俺はロクが後を追って来てくれると思って、ブラックにロクを託した。もし本当にブラックだったら、ロクを連れてるはず。ヒルダさんと一緒にいる理由もない。
だけど、そんな俺の予想は相手が仮面を取った事で容易く裏切られた。
「答えられないの? 質問には質問で返しちゃいけないって、君のお婆さんは教えてくれなかったのかな」
抑揚のない低い声をぶつぶつと呟きながら、白い仮面をゆっくりと剥ぐ。
仮面に上げられていた前髪が落ち、ゆっくりと顔を上げた相手は……やっぱり、ブラックだった。でも、目の前の相手には無精髭もない。いつもみたいにヘラヘラもしていない。
俺がいつも見ていた姿とはまるで違う、どこかの伯爵みたいな綺麗な姿。
だけど、今のブラックは――――何故だか、とても怖くて。
「だって、その、アイツ今、命を狙われてて……っ」
「ああ、暗殺されかけてるんだよね……。知ってるよ。全部わかってる。ラスター・オレオールが勇者になるのを阻止するために暗殺が度々行われているんだって、僕も聞いたから」
知ってたのかよ。っていうかどこから聞いてきた?
もしかしてヒルダさんから聞いたのか。
聞いてて、ヒルダさんの所に潜り込んだってのか?
「知ってるなら、じゃあ……!」
止めさせろ、と、俺が言おうとしたら、顔のすぐ横の壁をバンと叩かれた。
息を呑んで縮み上がる俺に、ブラックは冷たい目をして顔を近付けてくる。
「だけど、だからってあんなに仲良くする必要はないよね。

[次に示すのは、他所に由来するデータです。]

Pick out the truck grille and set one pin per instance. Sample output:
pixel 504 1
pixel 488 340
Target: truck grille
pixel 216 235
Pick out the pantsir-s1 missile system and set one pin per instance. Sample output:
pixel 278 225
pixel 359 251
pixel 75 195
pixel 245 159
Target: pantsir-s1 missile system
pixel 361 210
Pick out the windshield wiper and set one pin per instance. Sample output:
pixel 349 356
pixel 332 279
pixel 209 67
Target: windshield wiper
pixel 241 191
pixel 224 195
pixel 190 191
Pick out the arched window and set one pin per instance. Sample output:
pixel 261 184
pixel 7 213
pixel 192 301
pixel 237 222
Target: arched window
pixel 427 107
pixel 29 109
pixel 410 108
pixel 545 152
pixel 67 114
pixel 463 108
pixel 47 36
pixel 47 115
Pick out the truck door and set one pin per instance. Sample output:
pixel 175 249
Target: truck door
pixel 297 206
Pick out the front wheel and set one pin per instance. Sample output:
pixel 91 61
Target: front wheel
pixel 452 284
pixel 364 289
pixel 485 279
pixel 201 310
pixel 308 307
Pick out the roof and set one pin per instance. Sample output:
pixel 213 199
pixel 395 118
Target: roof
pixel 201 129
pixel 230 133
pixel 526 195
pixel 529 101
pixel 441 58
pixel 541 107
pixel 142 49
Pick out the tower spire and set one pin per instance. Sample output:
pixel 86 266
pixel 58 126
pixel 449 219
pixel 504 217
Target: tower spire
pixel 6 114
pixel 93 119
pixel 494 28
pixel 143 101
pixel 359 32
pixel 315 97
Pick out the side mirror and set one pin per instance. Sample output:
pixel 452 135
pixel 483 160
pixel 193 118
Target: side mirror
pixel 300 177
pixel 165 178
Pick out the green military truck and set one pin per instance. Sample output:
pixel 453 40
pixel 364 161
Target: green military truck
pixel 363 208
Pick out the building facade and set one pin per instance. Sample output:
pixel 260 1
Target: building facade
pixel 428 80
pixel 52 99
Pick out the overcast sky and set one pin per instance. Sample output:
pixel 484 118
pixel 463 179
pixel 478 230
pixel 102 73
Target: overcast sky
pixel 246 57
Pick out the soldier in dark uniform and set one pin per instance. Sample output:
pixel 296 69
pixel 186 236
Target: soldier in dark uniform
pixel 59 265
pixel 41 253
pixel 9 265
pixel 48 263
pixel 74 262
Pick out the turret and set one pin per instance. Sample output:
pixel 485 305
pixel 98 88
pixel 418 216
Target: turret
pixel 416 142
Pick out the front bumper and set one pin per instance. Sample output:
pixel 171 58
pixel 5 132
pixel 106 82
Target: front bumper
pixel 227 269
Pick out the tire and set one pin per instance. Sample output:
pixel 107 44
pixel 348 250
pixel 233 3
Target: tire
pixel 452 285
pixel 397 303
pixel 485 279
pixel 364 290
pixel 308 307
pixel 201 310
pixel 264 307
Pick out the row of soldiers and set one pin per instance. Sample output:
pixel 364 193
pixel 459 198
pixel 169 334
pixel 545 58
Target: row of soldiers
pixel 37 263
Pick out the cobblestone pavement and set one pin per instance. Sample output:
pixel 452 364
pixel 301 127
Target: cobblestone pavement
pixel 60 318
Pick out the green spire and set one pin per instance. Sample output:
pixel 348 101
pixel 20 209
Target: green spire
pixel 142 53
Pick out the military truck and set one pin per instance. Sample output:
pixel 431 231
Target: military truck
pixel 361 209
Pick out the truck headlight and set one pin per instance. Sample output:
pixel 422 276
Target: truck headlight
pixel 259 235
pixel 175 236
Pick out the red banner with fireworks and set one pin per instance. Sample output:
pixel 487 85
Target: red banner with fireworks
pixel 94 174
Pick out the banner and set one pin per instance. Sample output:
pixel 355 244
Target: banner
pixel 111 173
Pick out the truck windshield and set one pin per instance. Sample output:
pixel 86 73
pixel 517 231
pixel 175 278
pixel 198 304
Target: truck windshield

どうして隣にいたの? どうしてあいつの前で照れたりしたの? どうしてあいつのために一生懸命になるの。君は僕と旅に出るんだろう、どうしたの、どうしてあんな貴族なんかの隣で笑ってるの、もしかして好きになったの、あいつのこと、好きになったの?」
「は……? ち、ちが……」
「違わなくないよね。違わないよ。だってツカサ君あいつのために必死に周囲を見回してたじゃない。ラスターを心配したじゃない。ラスターの為になんだってやってたじゃないか。好きなの、ねえ好きなの。僕の気持ちも知らないで君はこの屋敷であんな男を好きに」
「違うっ、違うって! なんだよっ、あんた何言ってんだよ!」
訳解んない。なに、どうしたんだよ。
こんな鼻が引っ付くまで顔近付けて目をかっぴらいて、何言ってんだよこのオッサン。そんな事でラスターを好きになったと思うなんて、どう考えても情緒育ってなさすぎだろ。何でそんなこと思うんだよ。人の気も知らないで、なんでこんな勝手な事ばっかり……!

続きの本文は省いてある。